OSLO: The Nobel Peace Prize was on Friday awarded to the Japanese anti-nuclear group Nihon Hidankyo, a grassroots movement of atomic bomb survivors from Hiroshima and Nagasaki, also known as Hibakusha.
The group, founded in 1956, received the honour “for its efforts to achieve a world free of nuclear weapons and for demonstrating through witness testimony that nuclear weapons must never be used again,” said Jorgen Watne Frydnes, the chair of the Norwegian Nobel Committee in Oslo.
The co-head of the group expressed surprise at winning the award.
“Never did I dream this could happen,” Toshiyuki Mimaki told reporters in Tokyo with tears in his eyes.

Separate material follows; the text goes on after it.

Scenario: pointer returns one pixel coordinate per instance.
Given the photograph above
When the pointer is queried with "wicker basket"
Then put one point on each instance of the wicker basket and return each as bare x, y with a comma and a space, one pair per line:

“It has been said that because of nuclear weapons, the world maintains peace,” he said. But “if Russia uses them against Ukraine, Israel against Gaza, it won´t end there,” he warned. “Politicians should know these things.”
The Nobel committee expressed alarm that the international “nuclear taboo” that developed in response to the atomic bomb attacks of August 1945 was “under pressure”.
“This year´s prize is a prize that focuses on the necessity of upholding this nuclear taboo. And we all have a responsibility, particularly the nuclear powers,” Frydnes told reporters.